晩秋の野外料理[5]

素材工夫し豊かな味に
野外料理はいろいろあれど、煮込みが一番好きだ。適当な材料を適当に切って、好きに味をつければそれなりにうまい。キャンプの料理というより、家の冷蔵庫の在庫一掃という感じ。
最初に玉ねぎをみじん切りして、炒める。絶対に焦がさないように、ここだけは手が抜けない。じっくりといい色合いに炒められたら成功したも同然だ。あとは材料を適宜加え、スープ仕立てにしていけばいい。
煮込みを仕切る者は焚火の側に座っていられる。これが楽しい。味をつけ、フタをし、周りの風景や空気を楽しみながら火にあたっていればそれだけで幸せ。

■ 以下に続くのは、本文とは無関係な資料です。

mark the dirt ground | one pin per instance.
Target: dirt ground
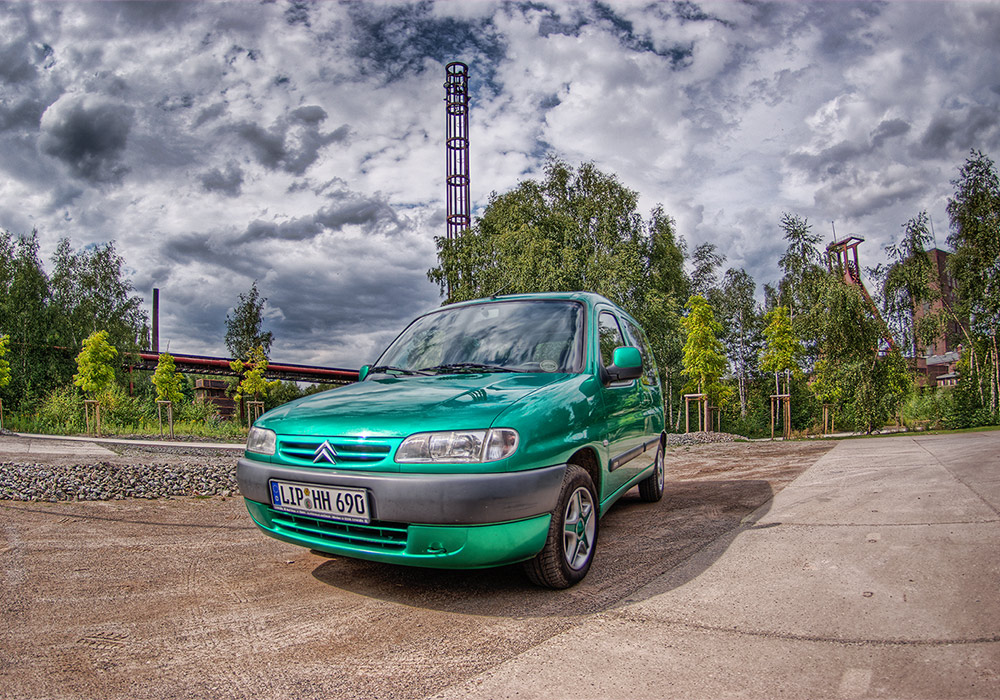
(185, 598)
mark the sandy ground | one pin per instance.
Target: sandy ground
(184, 598)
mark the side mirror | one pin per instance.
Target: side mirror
(626, 364)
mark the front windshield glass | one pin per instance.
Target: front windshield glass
(516, 336)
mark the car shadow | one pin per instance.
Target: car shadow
(638, 543)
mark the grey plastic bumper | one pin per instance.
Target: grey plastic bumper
(443, 499)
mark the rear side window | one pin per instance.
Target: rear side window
(638, 339)
(611, 336)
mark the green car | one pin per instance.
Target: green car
(490, 432)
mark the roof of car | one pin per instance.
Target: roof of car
(589, 297)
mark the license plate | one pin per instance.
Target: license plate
(320, 501)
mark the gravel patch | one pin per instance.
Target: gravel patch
(107, 481)
(702, 438)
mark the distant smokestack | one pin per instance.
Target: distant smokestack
(458, 210)
(156, 321)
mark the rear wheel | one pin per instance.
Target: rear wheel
(572, 538)
(651, 488)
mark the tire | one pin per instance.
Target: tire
(651, 488)
(572, 539)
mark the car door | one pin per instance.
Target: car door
(624, 412)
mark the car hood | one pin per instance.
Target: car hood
(400, 406)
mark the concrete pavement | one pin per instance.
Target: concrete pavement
(876, 573)
(26, 445)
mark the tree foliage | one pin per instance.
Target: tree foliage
(4, 364)
(906, 283)
(252, 382)
(244, 329)
(781, 346)
(975, 266)
(741, 329)
(95, 364)
(867, 387)
(47, 319)
(576, 229)
(704, 356)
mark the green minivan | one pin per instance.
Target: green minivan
(489, 432)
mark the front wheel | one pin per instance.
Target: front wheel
(569, 548)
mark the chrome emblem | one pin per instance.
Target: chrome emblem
(325, 453)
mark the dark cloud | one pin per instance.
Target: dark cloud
(390, 41)
(228, 182)
(374, 216)
(25, 114)
(297, 12)
(975, 127)
(17, 62)
(209, 113)
(888, 129)
(89, 135)
(292, 143)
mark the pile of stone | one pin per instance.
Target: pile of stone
(701, 438)
(105, 481)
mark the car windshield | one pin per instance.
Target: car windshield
(511, 336)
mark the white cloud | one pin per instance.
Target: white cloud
(219, 143)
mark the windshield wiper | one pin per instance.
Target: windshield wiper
(383, 369)
(469, 367)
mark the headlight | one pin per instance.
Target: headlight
(459, 446)
(261, 440)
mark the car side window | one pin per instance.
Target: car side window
(610, 336)
(638, 339)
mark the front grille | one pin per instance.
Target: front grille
(389, 537)
(348, 451)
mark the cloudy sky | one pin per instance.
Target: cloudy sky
(300, 144)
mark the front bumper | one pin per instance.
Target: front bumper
(438, 499)
(431, 520)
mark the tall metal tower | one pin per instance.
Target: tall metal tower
(459, 208)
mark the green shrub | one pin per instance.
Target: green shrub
(60, 411)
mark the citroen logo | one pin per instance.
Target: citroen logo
(325, 453)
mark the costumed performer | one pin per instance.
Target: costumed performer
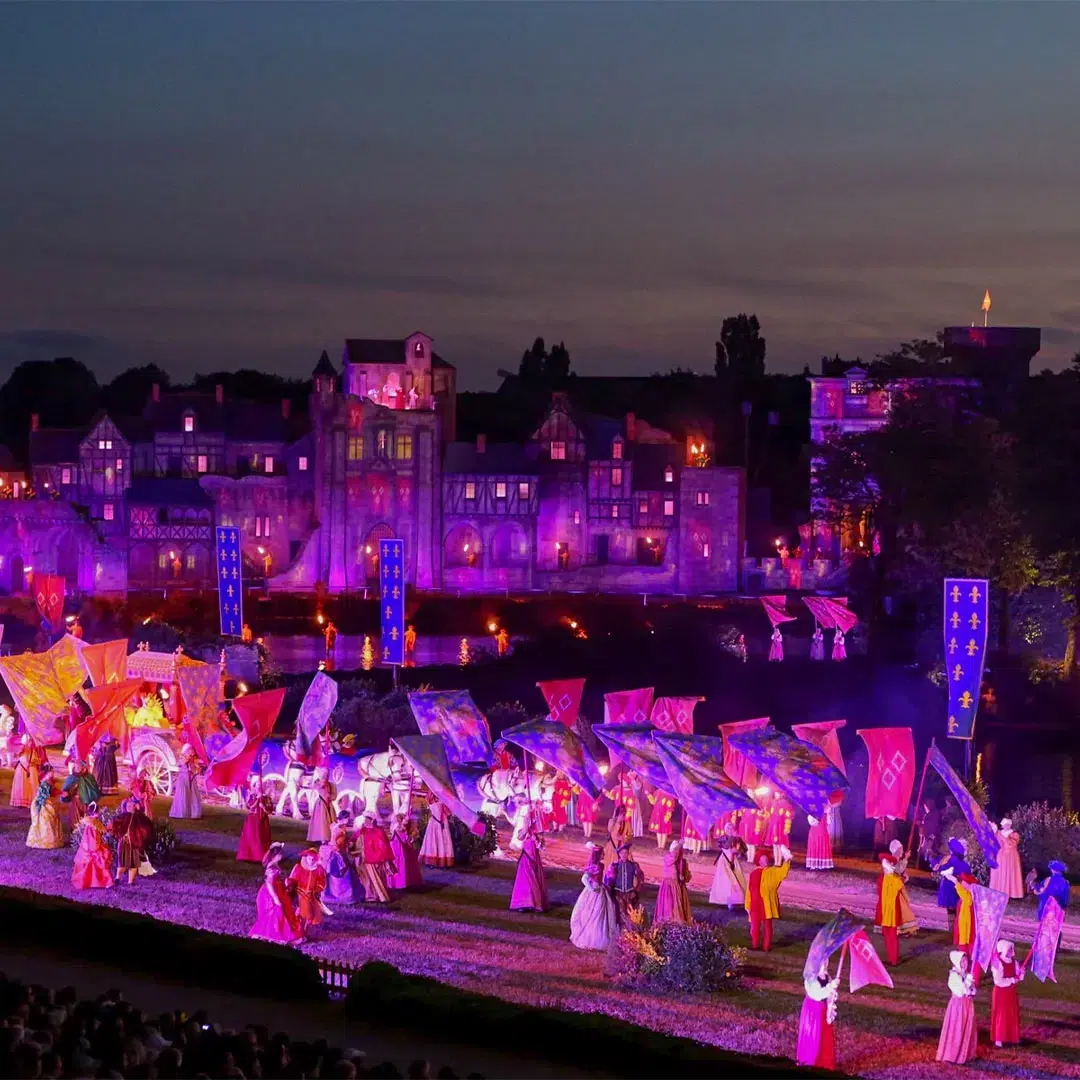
(530, 890)
(437, 847)
(255, 836)
(593, 919)
(93, 861)
(817, 1043)
(729, 881)
(274, 914)
(46, 831)
(187, 802)
(1008, 876)
(959, 1038)
(406, 873)
(673, 900)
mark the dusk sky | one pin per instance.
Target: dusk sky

次に鍋のフタをとる瞬間がクライマックスだ。立ち上る湯気とともに火を囲んだ全員の頬がゆるむ。寒い寒いと言いつつもキャンプに来て良かった、と思う。
煮込みはよく煮るほどうまいから、大量に作って翌日も食べる。同じ味ではさすがに飽きるから、徐々に違う材料を足して、毎回味を変えるといい。最後の食事には、えも言えない複雑なスープに仕上がっていること請け合いである。
翌朝目覚めてさっそく火を起こす。鍋から湯気が出るころに他のメンバーが起き出して来る、それまでの間、すてきな、静かな森の朝の空気を独占できるのだ。
素材でも工夫を楽しみたい。たっぷりのトマトをつぶして入れれば深い赤の、大量のホウレンソウをみじん切りして入れれば絶妙な緑の彩りを楽しめる。
私のお気に入りは缶詰の大豆。あんなに手軽で、腹持ちがよく、他の材料となじみのいい素材は少ない。寒い時期には少し辛めに仕上げれば、メキシコの農村料理風とでも言おうか、渋く素朴な味わいとなる。
ただし、よく煮込む方がおいしいからと言って、真っ黒になるまで粘るのは禁物。何を食べているのか分からなくなって、もったいないのである。